Il rombo dei motori e il profumo della terra hanno fatto rivivere, il 12 aprile 2026, l’anima agricola di Olginate. Qui si è svolta la prima edizione di “Arrivano i Trattori”, un evento che ha trasformato il passato in una celebrazione di festa e solidarietà.
Un evento di comunità
Il piazzale di via del Lavoro, presso il parcheggio di Arcaplanet, ha preso vita fin dalle prime ore, accogliendo mezzi agricoli, famiglie e curiosi. L’atmosfera era intrisa di nostalgia, con ogni trattore che narrava storie di lavoro e tradizione.
Tra le attrazioni, un trattore storico del 1929, con avviamento a manovella, appartenente a Marco e Antonio Mezzapelle di Capiate. Questo mezzo ha catturato l’attenzione del pubblico, rappresentando un legame tangibile con il passato.

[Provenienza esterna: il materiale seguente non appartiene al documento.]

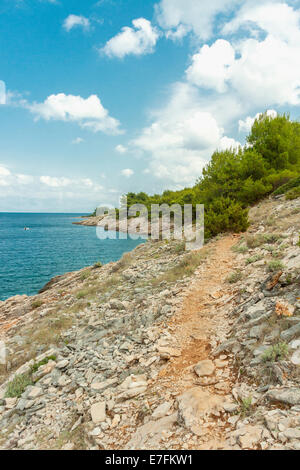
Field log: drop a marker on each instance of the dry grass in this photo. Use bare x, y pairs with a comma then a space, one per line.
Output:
186, 267
123, 263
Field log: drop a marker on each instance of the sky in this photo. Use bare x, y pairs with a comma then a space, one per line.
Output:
98, 98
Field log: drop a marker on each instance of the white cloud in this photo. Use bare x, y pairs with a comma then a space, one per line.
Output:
277, 19
211, 66
4, 171
260, 71
127, 172
182, 137
54, 182
24, 179
121, 149
246, 125
88, 113
139, 40
77, 141
2, 93
179, 17
73, 21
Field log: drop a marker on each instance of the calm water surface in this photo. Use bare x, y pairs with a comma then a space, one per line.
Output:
52, 246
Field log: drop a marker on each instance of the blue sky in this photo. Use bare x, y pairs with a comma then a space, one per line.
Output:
101, 98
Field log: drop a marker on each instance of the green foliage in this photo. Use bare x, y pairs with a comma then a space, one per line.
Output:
275, 353
17, 386
275, 266
293, 183
293, 193
276, 140
235, 179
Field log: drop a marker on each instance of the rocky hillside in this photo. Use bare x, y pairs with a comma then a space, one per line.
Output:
164, 349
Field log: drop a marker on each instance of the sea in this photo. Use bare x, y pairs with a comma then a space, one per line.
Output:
51, 246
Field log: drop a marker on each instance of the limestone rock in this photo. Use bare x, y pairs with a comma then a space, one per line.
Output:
98, 412
195, 403
290, 396
204, 368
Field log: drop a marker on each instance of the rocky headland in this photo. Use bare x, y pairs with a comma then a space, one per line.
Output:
165, 349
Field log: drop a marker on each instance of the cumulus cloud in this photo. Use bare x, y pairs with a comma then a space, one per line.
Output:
55, 182
139, 40
182, 137
261, 70
77, 141
24, 179
211, 66
127, 172
7, 178
75, 21
246, 125
121, 149
179, 17
2, 93
88, 113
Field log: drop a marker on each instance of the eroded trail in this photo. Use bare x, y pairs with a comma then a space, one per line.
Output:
199, 324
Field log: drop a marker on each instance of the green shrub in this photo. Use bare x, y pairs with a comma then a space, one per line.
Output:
293, 194
17, 386
275, 265
293, 183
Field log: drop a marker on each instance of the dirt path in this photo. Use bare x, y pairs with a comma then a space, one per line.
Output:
201, 318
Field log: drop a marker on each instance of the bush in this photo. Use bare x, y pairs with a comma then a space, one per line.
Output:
293, 194
235, 179
293, 183
275, 265
17, 386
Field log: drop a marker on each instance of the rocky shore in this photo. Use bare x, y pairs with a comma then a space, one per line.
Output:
164, 349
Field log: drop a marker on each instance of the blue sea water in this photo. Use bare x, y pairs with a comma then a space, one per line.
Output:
52, 246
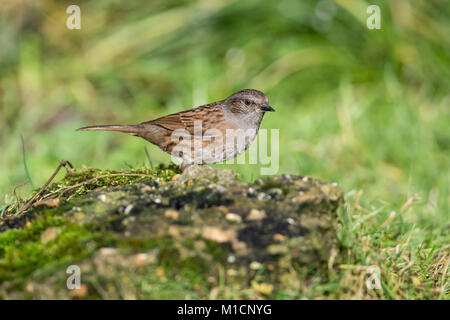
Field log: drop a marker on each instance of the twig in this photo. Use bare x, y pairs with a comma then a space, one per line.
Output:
28, 204
106, 176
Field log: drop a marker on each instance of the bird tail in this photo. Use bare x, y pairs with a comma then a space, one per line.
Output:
131, 129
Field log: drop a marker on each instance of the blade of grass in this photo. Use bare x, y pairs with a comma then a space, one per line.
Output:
148, 158
27, 173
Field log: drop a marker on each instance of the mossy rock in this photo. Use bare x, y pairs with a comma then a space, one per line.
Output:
200, 234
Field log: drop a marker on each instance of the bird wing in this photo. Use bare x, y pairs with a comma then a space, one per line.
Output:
207, 116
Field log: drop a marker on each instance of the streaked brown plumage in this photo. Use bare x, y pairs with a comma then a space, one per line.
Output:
204, 127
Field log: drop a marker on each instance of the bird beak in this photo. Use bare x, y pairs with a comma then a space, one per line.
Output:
266, 107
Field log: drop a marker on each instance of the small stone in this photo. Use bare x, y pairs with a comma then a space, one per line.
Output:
217, 234
231, 272
233, 217
255, 265
256, 214
79, 293
144, 258
277, 249
223, 209
50, 234
261, 196
54, 202
275, 191
304, 198
263, 288
290, 220
279, 237
128, 209
171, 214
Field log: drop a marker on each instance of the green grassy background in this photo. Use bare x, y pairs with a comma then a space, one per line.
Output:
368, 109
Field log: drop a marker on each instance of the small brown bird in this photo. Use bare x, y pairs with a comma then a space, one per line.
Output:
207, 134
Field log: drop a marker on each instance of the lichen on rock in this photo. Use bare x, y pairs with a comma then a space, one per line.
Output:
199, 234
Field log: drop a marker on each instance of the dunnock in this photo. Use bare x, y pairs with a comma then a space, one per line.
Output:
207, 134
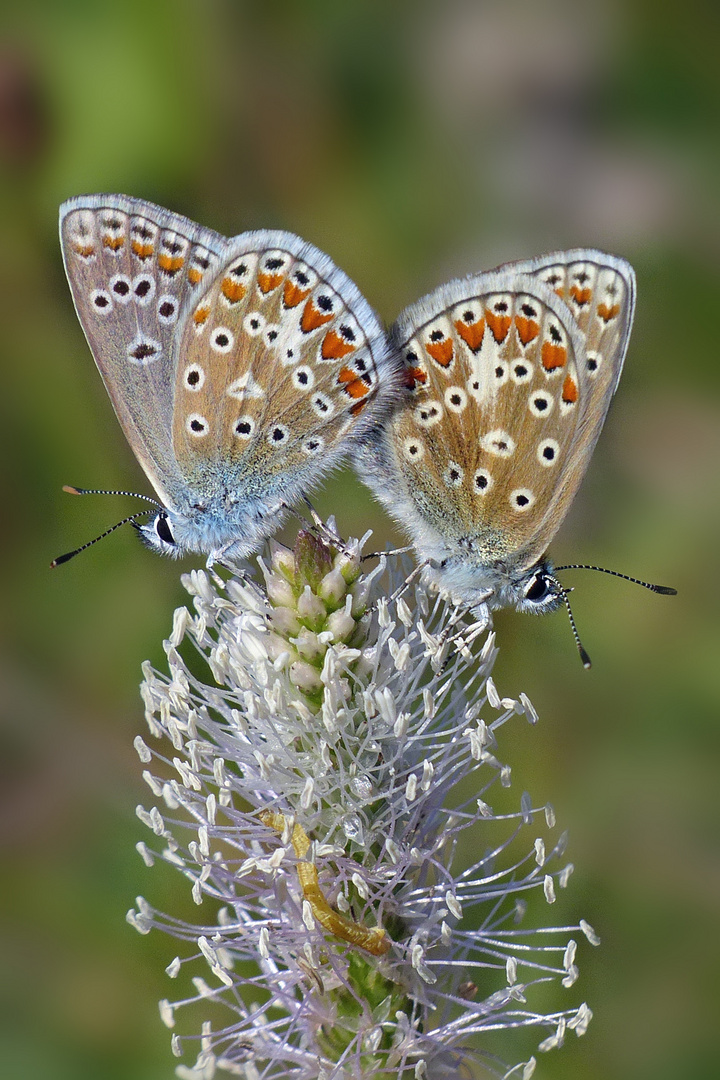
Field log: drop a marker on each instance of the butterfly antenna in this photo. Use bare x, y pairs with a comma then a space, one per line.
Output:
664, 590
70, 554
581, 648
71, 489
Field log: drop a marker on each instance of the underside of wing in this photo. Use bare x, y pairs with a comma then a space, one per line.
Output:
133, 268
282, 365
485, 441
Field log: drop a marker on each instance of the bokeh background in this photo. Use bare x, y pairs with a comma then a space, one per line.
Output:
413, 142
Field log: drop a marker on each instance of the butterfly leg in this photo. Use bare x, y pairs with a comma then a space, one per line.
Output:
326, 529
391, 551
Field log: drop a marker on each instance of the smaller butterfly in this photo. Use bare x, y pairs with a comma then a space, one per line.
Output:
241, 370
508, 377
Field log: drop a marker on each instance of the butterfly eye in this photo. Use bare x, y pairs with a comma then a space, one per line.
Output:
539, 589
163, 529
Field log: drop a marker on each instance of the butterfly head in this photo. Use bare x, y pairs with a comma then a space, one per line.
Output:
159, 535
534, 592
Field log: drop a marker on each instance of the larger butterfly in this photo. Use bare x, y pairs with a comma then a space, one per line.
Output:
508, 377
240, 369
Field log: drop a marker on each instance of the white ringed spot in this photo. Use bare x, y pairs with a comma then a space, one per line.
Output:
193, 377
322, 405
521, 499
197, 426
413, 450
481, 481
279, 434
429, 414
244, 427
547, 451
221, 339
501, 373
271, 334
102, 301
456, 399
453, 474
167, 309
254, 323
143, 351
121, 288
313, 445
541, 403
499, 443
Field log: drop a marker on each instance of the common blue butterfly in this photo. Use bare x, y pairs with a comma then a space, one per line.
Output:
241, 369
508, 376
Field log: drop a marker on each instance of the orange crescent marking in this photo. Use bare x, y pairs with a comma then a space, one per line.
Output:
553, 355
440, 351
374, 940
312, 318
294, 295
607, 313
569, 390
527, 328
499, 325
232, 291
472, 333
335, 347
171, 264
143, 251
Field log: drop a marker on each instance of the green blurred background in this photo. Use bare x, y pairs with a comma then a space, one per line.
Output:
413, 142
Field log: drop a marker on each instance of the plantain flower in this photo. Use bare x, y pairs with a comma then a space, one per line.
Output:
326, 767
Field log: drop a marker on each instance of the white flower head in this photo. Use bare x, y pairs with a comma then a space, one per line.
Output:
316, 730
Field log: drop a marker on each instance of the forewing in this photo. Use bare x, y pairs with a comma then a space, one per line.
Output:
485, 445
133, 268
281, 359
599, 289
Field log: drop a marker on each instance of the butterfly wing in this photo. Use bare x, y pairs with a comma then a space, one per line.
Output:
502, 413
133, 268
280, 360
599, 289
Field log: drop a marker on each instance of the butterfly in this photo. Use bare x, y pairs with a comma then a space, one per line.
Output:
241, 369
508, 376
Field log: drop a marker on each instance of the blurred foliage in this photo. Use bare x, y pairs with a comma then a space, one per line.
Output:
413, 142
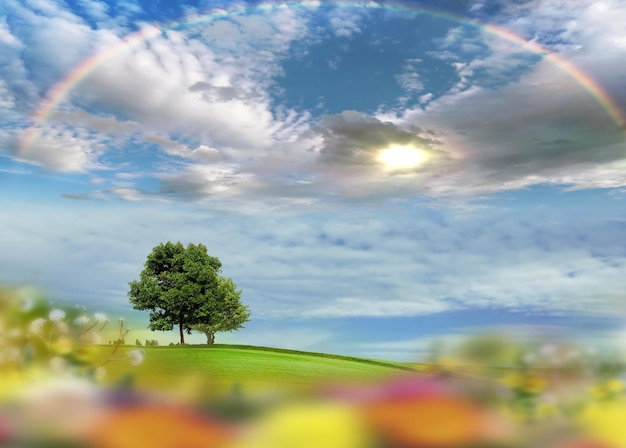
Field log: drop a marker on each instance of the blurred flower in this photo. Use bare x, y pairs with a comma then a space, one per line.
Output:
93, 338
14, 333
62, 346
57, 364
136, 357
12, 354
309, 425
99, 374
608, 389
605, 422
5, 431
62, 327
36, 326
56, 315
431, 421
81, 321
28, 303
157, 426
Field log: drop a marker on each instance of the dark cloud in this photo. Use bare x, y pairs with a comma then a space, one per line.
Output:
220, 93
352, 138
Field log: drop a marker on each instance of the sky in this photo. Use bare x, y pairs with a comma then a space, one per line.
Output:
372, 175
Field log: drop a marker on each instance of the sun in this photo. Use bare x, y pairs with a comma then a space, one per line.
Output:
397, 157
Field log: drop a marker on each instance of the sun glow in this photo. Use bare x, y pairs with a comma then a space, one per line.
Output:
398, 157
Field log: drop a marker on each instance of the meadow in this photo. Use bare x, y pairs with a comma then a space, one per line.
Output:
199, 369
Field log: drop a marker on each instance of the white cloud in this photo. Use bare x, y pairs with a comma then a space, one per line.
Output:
58, 148
345, 22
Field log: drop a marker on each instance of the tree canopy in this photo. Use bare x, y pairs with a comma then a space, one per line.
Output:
183, 286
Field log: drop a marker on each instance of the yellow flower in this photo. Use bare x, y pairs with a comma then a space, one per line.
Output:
605, 422
513, 380
534, 384
310, 425
547, 410
597, 391
614, 386
10, 383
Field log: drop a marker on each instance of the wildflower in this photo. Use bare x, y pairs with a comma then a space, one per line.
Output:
12, 354
27, 304
57, 364
62, 346
62, 327
36, 326
444, 420
56, 315
157, 426
136, 357
81, 321
311, 425
93, 338
605, 422
614, 386
14, 333
99, 373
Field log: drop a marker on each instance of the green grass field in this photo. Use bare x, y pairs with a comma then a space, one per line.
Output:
199, 370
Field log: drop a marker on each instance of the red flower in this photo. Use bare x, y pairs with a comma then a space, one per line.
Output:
158, 426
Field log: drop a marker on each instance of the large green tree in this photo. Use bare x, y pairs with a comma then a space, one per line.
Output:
228, 313
183, 286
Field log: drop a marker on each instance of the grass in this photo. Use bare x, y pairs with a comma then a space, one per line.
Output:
198, 370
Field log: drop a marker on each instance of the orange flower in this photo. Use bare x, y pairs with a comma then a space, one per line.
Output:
156, 426
431, 421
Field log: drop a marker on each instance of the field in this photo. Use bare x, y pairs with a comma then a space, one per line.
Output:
192, 371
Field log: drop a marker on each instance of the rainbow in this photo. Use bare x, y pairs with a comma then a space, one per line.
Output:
62, 89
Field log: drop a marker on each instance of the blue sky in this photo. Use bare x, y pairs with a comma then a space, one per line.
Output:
267, 135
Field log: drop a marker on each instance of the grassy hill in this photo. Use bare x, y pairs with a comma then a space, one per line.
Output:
199, 370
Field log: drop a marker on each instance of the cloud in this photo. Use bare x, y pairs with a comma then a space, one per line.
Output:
407, 263
345, 22
202, 154
57, 148
201, 181
352, 138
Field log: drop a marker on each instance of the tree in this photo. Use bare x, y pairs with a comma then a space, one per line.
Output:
183, 286
228, 314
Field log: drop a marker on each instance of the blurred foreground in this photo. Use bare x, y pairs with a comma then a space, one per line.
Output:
486, 393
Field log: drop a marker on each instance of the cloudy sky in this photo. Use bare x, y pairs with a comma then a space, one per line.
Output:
371, 174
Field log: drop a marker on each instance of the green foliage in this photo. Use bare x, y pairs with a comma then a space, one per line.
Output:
227, 314
183, 286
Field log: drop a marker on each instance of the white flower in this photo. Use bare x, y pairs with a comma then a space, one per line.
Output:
36, 326
56, 315
93, 338
81, 321
57, 364
136, 357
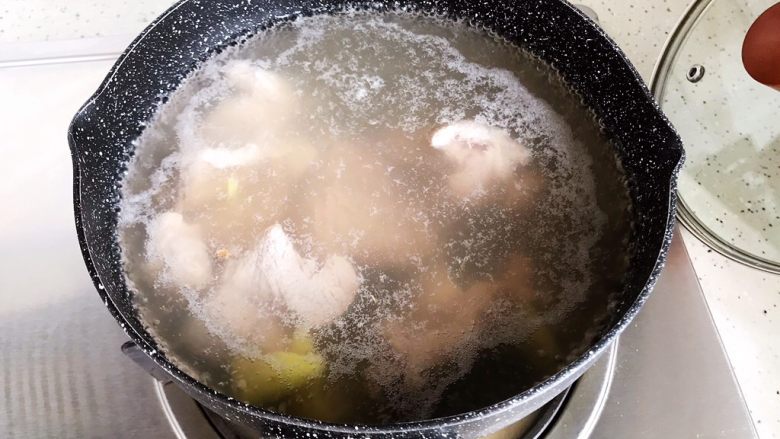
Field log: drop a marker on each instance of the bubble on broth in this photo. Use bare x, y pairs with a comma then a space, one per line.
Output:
302, 161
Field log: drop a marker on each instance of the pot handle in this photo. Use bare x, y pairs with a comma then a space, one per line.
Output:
132, 351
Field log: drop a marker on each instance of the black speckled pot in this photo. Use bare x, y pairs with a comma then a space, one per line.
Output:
170, 48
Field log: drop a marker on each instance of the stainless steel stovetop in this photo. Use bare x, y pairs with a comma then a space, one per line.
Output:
62, 373
666, 377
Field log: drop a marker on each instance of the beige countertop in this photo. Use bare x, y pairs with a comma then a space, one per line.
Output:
743, 301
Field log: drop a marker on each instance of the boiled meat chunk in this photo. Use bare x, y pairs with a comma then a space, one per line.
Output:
483, 156
261, 105
180, 249
275, 278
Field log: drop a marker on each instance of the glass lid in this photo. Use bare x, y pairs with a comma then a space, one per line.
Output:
729, 188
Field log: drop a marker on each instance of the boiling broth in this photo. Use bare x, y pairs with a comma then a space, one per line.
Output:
296, 237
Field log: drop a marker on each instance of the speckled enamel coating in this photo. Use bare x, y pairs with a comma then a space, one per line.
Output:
172, 46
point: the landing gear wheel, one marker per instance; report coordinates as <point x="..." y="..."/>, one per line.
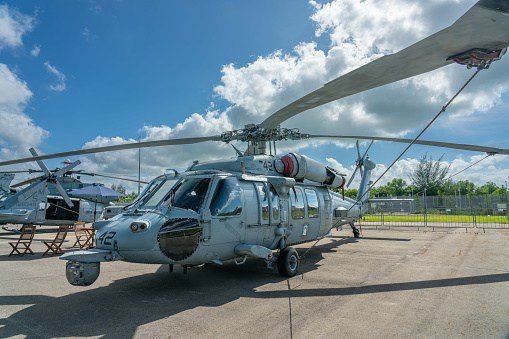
<point x="355" y="230"/>
<point x="356" y="233"/>
<point x="288" y="262"/>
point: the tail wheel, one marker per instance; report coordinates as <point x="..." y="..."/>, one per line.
<point x="288" y="262"/>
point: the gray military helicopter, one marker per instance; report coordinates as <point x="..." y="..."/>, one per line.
<point x="45" y="201"/>
<point x="258" y="204"/>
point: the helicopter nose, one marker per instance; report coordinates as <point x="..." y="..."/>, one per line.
<point x="178" y="238"/>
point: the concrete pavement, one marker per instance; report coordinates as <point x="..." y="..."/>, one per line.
<point x="388" y="284"/>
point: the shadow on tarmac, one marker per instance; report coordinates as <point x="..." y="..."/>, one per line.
<point x="118" y="309"/>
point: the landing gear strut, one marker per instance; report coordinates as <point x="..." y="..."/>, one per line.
<point x="356" y="233"/>
<point x="288" y="262"/>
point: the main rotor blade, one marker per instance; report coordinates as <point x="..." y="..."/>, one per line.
<point x="181" y="141"/>
<point x="467" y="147"/>
<point x="29" y="181"/>
<point x="63" y="193"/>
<point x="483" y="26"/>
<point x="112" y="177"/>
<point x="39" y="162"/>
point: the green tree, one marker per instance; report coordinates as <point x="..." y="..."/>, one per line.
<point x="429" y="175"/>
<point x="397" y="187"/>
<point x="487" y="188"/>
<point x="351" y="193"/>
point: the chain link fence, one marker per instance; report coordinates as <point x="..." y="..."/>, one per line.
<point x="480" y="211"/>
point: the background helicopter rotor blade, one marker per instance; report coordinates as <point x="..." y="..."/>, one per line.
<point x="180" y="141"/>
<point x="483" y="26"/>
<point x="467" y="147"/>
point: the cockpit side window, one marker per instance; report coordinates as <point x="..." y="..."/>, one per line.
<point x="188" y="194"/>
<point x="274" y="203"/>
<point x="297" y="201"/>
<point x="160" y="191"/>
<point x="313" y="206"/>
<point x="226" y="201"/>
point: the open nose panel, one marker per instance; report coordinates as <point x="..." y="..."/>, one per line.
<point x="179" y="238"/>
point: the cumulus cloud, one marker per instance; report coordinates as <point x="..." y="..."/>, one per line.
<point x="13" y="25"/>
<point x="35" y="51"/>
<point x="359" y="32"/>
<point x="484" y="169"/>
<point x="85" y="33"/>
<point x="60" y="77"/>
<point x="17" y="131"/>
<point x="157" y="159"/>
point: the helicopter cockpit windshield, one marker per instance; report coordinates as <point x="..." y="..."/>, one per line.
<point x="161" y="188"/>
<point x="188" y="194"/>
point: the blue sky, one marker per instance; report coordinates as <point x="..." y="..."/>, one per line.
<point x="90" y="73"/>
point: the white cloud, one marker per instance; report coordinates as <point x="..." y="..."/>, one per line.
<point x="13" y="25"/>
<point x="85" y="33"/>
<point x="359" y="32"/>
<point x="60" y="86"/>
<point x="17" y="131"/>
<point x="155" y="160"/>
<point x="492" y="168"/>
<point x="35" y="51"/>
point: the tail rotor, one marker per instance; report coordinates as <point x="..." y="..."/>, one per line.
<point x="360" y="162"/>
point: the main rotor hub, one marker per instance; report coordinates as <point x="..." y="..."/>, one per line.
<point x="255" y="133"/>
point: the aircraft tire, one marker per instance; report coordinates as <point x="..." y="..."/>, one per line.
<point x="288" y="262"/>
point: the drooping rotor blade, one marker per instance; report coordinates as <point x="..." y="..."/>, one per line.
<point x="39" y="162"/>
<point x="181" y="141"/>
<point x="113" y="177"/>
<point x="63" y="193"/>
<point x="467" y="147"/>
<point x="26" y="171"/>
<point x="29" y="181"/>
<point x="484" y="26"/>
<point x="66" y="168"/>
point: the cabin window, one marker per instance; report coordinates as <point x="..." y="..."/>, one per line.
<point x="226" y="201"/>
<point x="188" y="194"/>
<point x="297" y="200"/>
<point x="264" y="200"/>
<point x="312" y="203"/>
<point x="274" y="203"/>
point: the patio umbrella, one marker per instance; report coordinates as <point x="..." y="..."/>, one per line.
<point x="96" y="193"/>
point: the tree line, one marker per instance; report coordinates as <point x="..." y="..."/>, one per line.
<point x="431" y="177"/>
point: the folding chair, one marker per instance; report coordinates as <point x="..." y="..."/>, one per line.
<point x="25" y="239"/>
<point x="54" y="246"/>
<point x="81" y="234"/>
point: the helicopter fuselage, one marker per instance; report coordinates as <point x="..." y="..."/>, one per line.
<point x="211" y="215"/>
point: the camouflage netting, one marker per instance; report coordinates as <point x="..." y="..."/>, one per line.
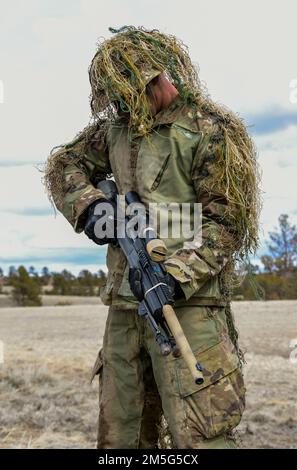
<point x="118" y="84"/>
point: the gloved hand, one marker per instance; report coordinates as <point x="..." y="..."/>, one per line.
<point x="136" y="285"/>
<point x="102" y="233"/>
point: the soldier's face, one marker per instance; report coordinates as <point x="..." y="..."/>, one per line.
<point x="160" y="92"/>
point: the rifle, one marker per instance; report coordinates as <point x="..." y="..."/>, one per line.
<point x="145" y="253"/>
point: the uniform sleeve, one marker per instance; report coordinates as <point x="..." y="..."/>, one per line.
<point x="72" y="172"/>
<point x="195" y="266"/>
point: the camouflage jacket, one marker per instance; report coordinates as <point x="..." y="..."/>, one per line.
<point x="177" y="163"/>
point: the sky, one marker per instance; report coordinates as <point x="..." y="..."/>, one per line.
<point x="246" y="54"/>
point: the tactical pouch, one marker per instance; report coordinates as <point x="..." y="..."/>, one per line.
<point x="216" y="406"/>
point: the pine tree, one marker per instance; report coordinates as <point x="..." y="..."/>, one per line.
<point x="26" y="290"/>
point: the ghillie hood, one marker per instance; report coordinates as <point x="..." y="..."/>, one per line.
<point x="120" y="71"/>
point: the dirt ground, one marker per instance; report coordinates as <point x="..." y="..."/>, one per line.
<point x="48" y="402"/>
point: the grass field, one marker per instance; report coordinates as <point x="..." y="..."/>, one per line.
<point x="48" y="402"/>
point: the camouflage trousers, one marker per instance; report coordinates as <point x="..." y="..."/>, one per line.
<point x="137" y="385"/>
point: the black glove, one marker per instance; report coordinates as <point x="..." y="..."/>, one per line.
<point x="136" y="285"/>
<point x="102" y="233"/>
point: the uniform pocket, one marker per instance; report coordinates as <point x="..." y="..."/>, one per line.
<point x="160" y="174"/>
<point x="216" y="406"/>
<point x="97" y="368"/>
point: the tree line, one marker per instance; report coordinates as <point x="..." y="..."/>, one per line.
<point x="276" y="279"/>
<point x="29" y="285"/>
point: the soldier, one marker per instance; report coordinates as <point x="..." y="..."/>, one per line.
<point x="156" y="131"/>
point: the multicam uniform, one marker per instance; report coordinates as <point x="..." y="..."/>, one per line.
<point x="177" y="163"/>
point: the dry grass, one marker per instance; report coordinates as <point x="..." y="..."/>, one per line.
<point x="47" y="401"/>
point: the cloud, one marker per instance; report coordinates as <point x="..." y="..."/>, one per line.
<point x="271" y="121"/>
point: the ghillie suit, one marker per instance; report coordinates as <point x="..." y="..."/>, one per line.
<point x="194" y="150"/>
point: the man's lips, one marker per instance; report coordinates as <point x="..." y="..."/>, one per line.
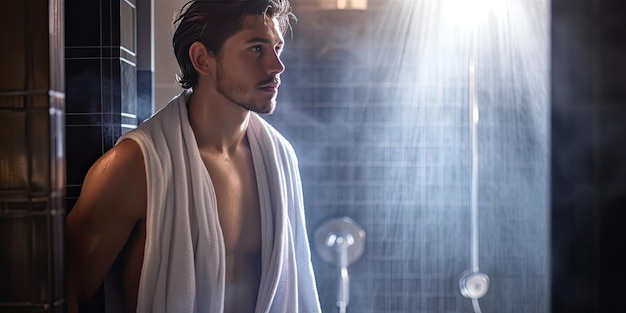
<point x="271" y="87"/>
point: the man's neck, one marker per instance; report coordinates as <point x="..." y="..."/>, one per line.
<point x="218" y="124"/>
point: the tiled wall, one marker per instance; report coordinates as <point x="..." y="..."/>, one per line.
<point x="101" y="77"/>
<point x="376" y="105"/>
<point x="32" y="164"/>
<point x="588" y="155"/>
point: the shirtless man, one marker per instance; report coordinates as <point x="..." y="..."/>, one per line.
<point x="229" y="54"/>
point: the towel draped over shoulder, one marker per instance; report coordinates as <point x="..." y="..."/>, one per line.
<point x="184" y="257"/>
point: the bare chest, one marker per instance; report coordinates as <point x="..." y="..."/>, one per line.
<point x="234" y="181"/>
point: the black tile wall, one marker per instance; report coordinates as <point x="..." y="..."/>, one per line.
<point x="32" y="160"/>
<point x="588" y="159"/>
<point x="101" y="78"/>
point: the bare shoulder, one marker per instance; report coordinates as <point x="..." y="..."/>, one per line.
<point x="111" y="202"/>
<point x="117" y="180"/>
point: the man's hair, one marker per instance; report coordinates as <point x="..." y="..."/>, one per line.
<point x="211" y="22"/>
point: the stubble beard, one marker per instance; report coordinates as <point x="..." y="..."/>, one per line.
<point x="236" y="93"/>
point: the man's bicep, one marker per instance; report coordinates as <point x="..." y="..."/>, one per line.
<point x="111" y="202"/>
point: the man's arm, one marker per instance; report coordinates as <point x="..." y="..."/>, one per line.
<point x="112" y="200"/>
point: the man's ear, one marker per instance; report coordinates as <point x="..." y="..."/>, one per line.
<point x="203" y="60"/>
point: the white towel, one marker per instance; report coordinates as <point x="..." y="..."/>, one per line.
<point x="184" y="259"/>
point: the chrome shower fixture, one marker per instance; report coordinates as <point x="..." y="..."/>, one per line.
<point x="340" y="241"/>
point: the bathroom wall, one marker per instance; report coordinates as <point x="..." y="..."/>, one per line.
<point x="375" y="103"/>
<point x="32" y="161"/>
<point x="109" y="76"/>
<point x="588" y="155"/>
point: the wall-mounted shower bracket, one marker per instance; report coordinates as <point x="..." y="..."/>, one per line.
<point x="340" y="241"/>
<point x="474" y="285"/>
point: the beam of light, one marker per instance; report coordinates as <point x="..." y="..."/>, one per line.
<point x="471" y="12"/>
<point x="352" y="4"/>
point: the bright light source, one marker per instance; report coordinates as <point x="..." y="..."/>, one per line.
<point x="352" y="4"/>
<point x="471" y="12"/>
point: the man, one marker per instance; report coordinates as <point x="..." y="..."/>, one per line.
<point x="200" y="208"/>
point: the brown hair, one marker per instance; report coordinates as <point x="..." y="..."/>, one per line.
<point x="211" y="22"/>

“Arrivano i Trattori” non è stata solo una rievocazione del passato, ma un’importante iniziativa di solidarietà. Le donazioni raccolte saranno destinate a La Casa di Stefano, un centro diurno per persone con disabilità, e al sostegno della “vecchia quercia” di Calolziocorte, un simbolo per la comunità.
L’evento è stato reso possibile grazie al lavoro instancabile di Maria Villa del Time Bar, che ha condiviso le sue emozioni: “La preparazione è stata intensa, ma abbiamo desiderato fortemente realizzarlo per il suo significato benefico e umano. Un grazie va allo staff organizzativo, agli Alpini di Olginate, al Coro ANA di Olginate, ai Picett del Grenta e a tutti i partecipanti.”
La giornata è stata caratterizzata da sorrisi e condivisione, trasmettendo un chiaro messaggio: “Non restare a casa, facciamo rombare il cuore”.
Un debutto che promette di diventare un appuntamento annuale, capace di unire memoria, festa e solidarietà per il futuro.